3. Describe the color of the objects you listed from the perspective of a five-year-old.

3a. Describe the color of the objects you listed from the perspective of a fifteen-year-old.

3b. Describe the color of the objects you listed from the perspective of an eighty-year-old.

Because they have different life experiences and cultural contexts, they will see (and probably experience) the colors differently.

Bonus points: Write a scene where two of these characters disagree about the name of the color of one of your objects.

Scribble….Scribble…. Scribble…

WFMAD Day 28 – bitchin

Bitch is the best name for a magazine ever.  Hands down.  Next time you see it on the newsstand, buy a copy. Next time you are puzzled about what to give someone who would love a "smart, snarky, hilarious, and feminist response to popular culture" you should buy them a subscription.

The Bitch blog has one of the best interviews with me. Thank you, Ellen Papazian, for asking awesome questions.

What do you think about it? Let them know in the comments section of their blog and/or here. They are also looking for suggestions about other YA novelists to interview? Whom do you think?


Today’s advice: "I am not a writer except when I write."  Juan Carlos Onetti 


Today’s prompt: Movement = story.

Today you are going to take a walk. Or a run. Or you are going to draw circles on a sidewalk and hop between them. If all else fails, you are going to close your eyes and rock back and forth.

The movement of your body will help move your story. I swear.

You have a mantra to repeat while you are moving your body through space and your mind through time. Here it is.

_________________ (insert name of character)  wants  __________________ (insert character’s desire), but  then ________   (something)  happens and ___________ (make up something)

You might want to write this mantra on your hand. On a piece of paper at the least.

Ideally? You are going to say this out loud. Over and over again.

Once you have filled in the blanks, repeat it, dreaming up another scene.
You might feel dumb, but who cares? You are creating art. Your are summoning ideas out of the ether. You are entitled to look and feel a little silly, if that’s what it takes.

Warning: be prepared to be flooded with ideas. If this happens, you have permission to stop moving and write them down. But start moving again the instant your mind starts to wander.

Scribble….Scribble…. Scribble…

WFMAD Day 27 – talking heads

I still feel pretty punky, but managed to make some headway on my novel yesterday, which makes up for a lot of internal ickiness. I also started a large map of the territory of the book. There are several scenes in which I’ve written (this is the craptascular first draft, remember): "MC goes from Point A to Point B. Insert interesting details of his path." I imagine my editor and reader are going to expect me to actually make that stuff up and insert it. I’ll work on that today.
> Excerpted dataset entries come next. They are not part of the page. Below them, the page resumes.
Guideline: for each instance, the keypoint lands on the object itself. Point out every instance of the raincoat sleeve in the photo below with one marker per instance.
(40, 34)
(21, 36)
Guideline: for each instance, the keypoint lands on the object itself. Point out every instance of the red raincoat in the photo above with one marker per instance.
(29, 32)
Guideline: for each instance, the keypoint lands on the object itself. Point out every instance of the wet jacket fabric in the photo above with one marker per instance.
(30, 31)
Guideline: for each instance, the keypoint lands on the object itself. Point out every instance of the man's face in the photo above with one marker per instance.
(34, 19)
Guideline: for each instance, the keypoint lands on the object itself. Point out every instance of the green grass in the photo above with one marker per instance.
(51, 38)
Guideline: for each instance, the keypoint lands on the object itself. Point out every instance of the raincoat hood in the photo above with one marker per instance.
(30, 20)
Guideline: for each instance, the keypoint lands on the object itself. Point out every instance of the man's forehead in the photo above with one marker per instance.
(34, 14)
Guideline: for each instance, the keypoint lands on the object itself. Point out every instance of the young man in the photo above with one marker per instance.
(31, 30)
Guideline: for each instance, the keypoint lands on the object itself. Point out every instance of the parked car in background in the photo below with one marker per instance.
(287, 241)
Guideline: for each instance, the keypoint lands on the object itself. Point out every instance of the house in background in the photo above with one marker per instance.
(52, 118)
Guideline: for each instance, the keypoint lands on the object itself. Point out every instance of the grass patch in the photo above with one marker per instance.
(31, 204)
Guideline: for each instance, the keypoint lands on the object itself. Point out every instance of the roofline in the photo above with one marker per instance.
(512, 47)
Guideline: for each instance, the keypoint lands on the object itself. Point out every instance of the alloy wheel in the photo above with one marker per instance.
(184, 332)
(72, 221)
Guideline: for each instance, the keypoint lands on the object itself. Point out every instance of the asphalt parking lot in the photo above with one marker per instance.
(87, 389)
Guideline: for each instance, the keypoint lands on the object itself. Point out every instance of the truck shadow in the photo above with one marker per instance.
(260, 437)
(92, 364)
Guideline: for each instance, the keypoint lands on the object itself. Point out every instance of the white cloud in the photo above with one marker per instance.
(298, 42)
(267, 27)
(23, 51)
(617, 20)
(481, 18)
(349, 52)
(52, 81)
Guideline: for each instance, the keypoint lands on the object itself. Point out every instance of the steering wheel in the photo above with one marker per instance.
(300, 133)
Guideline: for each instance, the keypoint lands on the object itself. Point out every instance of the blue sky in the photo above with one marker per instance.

Do you have a Creature With Fangs, like mine, who has an unseemly need to be adored by millions? Enter this contest.

I have hundreds of cherry tomatoes. Anyone have a good recipe?


Today’s advice: "Discipline is the refining fire by which talent becomes ability."


Today’s prompt: Elizabeth George (Write Away) has a wonderful technique to get rid of those pages of dialog that meander along until your reader fears she has accidentally picked up a screenplay.

George calls them THADs: Talking Head Avoidance Devices.

You are going to make up a bunch of them.

Think about your MC’s life, and where and when she has conversations. Brainstorm 50 different kinds of actions that might reasonably take place while she is talking.

Hint: setting often determines action. If you are not clear about the What The Heck Is She Doing in a scene, first insert more details of the setting. That should get you going.